I think an important distinction between small and large business needs is being glossed over. In particular I am thinking of the lack of "great" options for small businesses who need the same level of dependability that the large companies demand but lack the time, resources or knowledge to deal with hosting thier own exchange server. That leaves small business considering a shared hosted environment. On face value this looks like a good deal but its not terribly cost affective if you are in that 1-8 email users band. Add to this the fact there seems to be no hosting services that provide a "superior" experience if you believe the reviews posted randomly on the internet. This leaves the small shops to go back to looking at web email solutions, which just doesn't provide the features that many small businesses want or something like google apps which provides a lot of value for what it costs. It may not be what you want, assuming you want an Outlook experience, but it easily fits your "needs" at an attractive price and it has numerous productivity hooks such as being possible to integrate with salesforce (not unlike outlook).

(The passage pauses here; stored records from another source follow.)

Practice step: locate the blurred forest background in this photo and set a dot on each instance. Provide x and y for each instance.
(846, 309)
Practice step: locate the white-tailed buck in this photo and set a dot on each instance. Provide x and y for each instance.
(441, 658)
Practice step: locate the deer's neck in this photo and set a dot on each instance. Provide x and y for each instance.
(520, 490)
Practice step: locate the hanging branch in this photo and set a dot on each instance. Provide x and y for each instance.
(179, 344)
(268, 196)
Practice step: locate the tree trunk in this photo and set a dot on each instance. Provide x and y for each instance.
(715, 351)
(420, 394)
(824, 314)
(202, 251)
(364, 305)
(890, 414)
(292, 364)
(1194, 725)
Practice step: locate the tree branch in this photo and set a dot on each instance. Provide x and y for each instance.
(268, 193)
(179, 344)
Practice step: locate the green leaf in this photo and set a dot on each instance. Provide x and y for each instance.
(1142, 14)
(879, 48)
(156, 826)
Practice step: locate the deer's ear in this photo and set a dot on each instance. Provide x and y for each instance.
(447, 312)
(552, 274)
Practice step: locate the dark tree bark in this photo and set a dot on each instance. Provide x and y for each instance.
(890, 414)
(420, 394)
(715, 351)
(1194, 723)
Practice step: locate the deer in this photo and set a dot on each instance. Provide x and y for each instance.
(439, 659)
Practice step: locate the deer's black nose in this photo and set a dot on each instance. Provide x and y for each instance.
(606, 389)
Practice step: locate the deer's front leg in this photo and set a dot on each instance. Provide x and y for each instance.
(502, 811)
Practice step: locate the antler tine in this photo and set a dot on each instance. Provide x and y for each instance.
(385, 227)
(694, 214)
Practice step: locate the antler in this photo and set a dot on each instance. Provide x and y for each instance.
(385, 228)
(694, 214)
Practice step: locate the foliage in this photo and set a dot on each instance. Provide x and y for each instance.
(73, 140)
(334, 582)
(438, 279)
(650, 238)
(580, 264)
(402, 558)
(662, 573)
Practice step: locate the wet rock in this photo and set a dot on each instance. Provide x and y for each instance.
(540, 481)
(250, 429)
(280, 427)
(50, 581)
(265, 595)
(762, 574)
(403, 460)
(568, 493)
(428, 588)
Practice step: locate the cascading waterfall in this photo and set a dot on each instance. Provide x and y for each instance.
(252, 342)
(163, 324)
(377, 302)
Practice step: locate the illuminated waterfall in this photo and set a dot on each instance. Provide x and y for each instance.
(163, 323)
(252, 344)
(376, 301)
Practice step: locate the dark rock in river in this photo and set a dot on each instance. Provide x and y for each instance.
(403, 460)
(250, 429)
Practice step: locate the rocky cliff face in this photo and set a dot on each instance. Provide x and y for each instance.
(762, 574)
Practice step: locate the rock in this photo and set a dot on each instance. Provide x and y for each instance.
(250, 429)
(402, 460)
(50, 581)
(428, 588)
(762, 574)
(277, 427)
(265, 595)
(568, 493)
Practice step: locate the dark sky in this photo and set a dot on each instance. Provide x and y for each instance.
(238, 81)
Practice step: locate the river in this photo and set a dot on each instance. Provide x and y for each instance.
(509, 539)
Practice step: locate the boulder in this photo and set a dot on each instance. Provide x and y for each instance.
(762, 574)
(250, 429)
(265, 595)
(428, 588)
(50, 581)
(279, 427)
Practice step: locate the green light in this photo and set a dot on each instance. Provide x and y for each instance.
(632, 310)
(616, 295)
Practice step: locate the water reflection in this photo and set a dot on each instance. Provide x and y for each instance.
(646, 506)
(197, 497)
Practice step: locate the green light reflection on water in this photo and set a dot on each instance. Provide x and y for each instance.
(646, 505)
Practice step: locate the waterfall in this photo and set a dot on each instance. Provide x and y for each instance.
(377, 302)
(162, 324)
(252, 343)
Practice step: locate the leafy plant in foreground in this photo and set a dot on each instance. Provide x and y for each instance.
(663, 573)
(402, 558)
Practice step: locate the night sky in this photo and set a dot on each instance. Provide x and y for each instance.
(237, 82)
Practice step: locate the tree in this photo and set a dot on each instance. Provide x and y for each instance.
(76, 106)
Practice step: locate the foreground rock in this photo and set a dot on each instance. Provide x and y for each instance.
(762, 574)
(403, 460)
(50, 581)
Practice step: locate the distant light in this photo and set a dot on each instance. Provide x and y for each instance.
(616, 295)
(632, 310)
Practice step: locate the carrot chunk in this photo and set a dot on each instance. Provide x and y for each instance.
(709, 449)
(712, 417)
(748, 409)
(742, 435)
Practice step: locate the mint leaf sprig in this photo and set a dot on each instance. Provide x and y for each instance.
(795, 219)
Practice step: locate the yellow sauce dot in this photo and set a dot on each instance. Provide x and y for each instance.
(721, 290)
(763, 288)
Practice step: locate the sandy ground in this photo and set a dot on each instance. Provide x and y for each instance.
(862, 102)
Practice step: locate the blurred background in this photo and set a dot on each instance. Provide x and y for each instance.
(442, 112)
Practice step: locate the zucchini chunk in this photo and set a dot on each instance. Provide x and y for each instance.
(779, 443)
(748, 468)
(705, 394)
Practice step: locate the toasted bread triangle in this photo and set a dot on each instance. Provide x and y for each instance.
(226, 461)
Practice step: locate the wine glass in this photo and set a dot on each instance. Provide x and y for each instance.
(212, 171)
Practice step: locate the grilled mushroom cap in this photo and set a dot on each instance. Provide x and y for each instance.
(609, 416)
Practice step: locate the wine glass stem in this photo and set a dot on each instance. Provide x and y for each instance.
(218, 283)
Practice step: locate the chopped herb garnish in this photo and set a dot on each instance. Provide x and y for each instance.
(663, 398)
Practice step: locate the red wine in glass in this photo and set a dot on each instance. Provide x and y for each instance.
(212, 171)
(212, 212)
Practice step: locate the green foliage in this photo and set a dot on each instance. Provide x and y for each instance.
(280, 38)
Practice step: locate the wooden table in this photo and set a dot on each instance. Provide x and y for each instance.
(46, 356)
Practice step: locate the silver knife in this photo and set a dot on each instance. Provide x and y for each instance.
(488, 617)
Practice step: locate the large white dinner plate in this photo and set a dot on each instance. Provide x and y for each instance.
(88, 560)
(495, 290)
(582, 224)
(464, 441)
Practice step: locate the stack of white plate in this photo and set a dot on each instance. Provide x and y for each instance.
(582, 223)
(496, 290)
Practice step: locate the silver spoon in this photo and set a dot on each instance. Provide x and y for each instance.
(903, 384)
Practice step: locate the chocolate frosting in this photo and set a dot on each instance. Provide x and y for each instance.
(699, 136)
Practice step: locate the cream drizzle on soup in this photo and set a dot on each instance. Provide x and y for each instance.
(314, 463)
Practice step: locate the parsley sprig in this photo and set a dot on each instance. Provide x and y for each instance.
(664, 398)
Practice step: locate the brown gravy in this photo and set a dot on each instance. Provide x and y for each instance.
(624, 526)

Fri, Apr 9, 2010 Leonid S. Knyshov Silicon Valley

Microsoft needs to focus more on educating the customer base on the advanced features of Office 2010. As Office consultant, I constantly see questions from customers asking about alternatives and whether Google Apps is right for them. I know the true value of Office applications, but most people do not have the slightest idea of what they can do beyond the basics. Google Apps offers those basics. Microsoft needs to spend its marketing dollars to highlight the "beyond-the-basics" functionality that ultimately increases productivity and profits for the business. They are making at least one substantial blunder already with the 2010 release. BCM is a product they can't decide what to do with - previously unavailable to volume customers (in fact, it was available, but that was well-hidden). Now - exclusively available only to volume customers. End result - looming PR nightmare when 2007 customers will try to upgrade.

Tue, Mar 30, 2010 lm home

hey, you're soooooo right, like in politics, according to your vision, google like the republican party of NO'ers,is the only company that has any usefull products and whose services are the only viable services anyone can and needs to use. Microsoft is this HUGE MONOPOLISTICE GOOD FOR NOTHING company and as such we need to goverment to break it up or better yet destroy it. yeah...)

Tue, Mar 30, 2010 Leland Holmquest

I can't wait for the release of Office 2010. My work is tightly coupled to SharePoint and Team Foundation Server 2010. Therefore, there is no productivity suite that can even compare to Office. Additionally, when you couple Unified Communications via OCS, I don't know how anyone can even think of making the comparison. Now, certainly, if known of that means anything to you, then Google Apps is probably worth a look. And I don't believe that Microsoft should lose any sleep. Just my thoughts.